⭐歴史的ミステリーとトップエースの消失:【U-47】とギュンター・プリーン艦長
第二次世界大戦のUボート戦史において、「最も有名で行方不明になったエース」といえば、間違いなくこの艦です。
【 エース艦長:ギュンター・プリーン(Günther Prien)】と U-47
【しおの】
第二次世界大戦のUボート戦史において、「最も有名で行方不明になったエース」といえば、間違いなくこの艦です。
【 エース艦長:ギュンター・プリーン(Günther Prien)】
「スカパ・フローの牡牛」の異名を持つ、ドイツ海軍最高の英雄の一人。1939年、難攻不落とされたイギリス海軍の本拠地スカパ・フロー泊地に単艦で潜入し、戦艦『ロイヤル・オーク』を撃沈するという離れ業をやってのけました。Uボート乗組員で最初に柏葉付騎士鉄十字章を受章したトップエースです。
行方不明の状況(1941年3月)
1941年3月7日、北大西洋でイギリスの輸送船団を追跡中だったU-47は、無電による報告を最後に突如として広大な海から文字通り「蒸発」しました。生存者ゼロ、遺留品も一切発見されていません。
【曰く付きのエピソード】
いまだに謎の撃沈原因:長年、イギリス駆逐艦『ウォルヴァリン』の爆雷攻撃で沈んだとされていましたが、戦後の照合でウォルヴァリンが攻撃したのは別のUボート(UA)だったことが判明しました。機雷に接触した、自らが発射した魚雷が円を描いて戻ってきて自爆した(自航魚雷の暴走)など諸説ありますが、現在に至るまで「なぜU-47が沈んだのか」は完全な謎のままです。
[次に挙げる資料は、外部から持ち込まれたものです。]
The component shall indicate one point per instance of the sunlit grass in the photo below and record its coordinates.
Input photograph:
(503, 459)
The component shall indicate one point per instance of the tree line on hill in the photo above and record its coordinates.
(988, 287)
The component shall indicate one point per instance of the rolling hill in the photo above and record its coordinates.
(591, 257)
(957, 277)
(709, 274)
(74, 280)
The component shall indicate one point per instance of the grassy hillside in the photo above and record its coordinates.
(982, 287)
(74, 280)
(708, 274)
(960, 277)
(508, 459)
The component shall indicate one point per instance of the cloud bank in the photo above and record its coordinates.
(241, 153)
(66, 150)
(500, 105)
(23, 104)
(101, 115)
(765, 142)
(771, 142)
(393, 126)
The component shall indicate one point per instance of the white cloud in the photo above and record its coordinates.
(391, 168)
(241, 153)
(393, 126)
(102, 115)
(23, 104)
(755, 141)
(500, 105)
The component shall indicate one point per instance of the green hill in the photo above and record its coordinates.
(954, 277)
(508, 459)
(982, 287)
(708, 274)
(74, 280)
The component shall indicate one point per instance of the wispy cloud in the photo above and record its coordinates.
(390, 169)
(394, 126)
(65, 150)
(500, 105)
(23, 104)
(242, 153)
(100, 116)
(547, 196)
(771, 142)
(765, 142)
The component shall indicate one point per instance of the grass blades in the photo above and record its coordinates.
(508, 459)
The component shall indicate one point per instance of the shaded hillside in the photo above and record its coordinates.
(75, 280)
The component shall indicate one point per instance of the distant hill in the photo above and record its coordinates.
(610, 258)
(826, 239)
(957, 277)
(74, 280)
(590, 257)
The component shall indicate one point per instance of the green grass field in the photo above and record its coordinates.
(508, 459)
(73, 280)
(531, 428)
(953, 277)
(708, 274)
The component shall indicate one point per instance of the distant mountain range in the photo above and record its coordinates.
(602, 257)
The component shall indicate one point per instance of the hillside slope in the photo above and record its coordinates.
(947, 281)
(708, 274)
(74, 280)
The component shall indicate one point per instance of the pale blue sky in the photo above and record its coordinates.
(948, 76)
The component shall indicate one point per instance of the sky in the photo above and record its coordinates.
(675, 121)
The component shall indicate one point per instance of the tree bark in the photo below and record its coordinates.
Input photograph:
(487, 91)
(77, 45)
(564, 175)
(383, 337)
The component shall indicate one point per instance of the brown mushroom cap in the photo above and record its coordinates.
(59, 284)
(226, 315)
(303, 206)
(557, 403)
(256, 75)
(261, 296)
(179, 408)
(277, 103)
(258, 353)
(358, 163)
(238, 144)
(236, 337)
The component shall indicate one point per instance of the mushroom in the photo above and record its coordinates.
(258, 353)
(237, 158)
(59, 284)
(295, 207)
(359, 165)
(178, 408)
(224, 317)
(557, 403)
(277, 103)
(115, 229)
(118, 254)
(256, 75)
英雄の死の隠蔽:国民的英雄だったプリーンの消失は、ドイツ国民や海軍の士気を致命的に下げる恐れがありました。そのため、ナチス宣伝省は彼の未帰還を「2ヶ月以上も隠蔽」しました。
海軍内部でも「プリーンは極秘任務で特別な海域に行っている」という噂が流れ、彼が死んだ後も「幽霊船」のようにその影が連合軍とドイツ軍双方を覆い続けていました。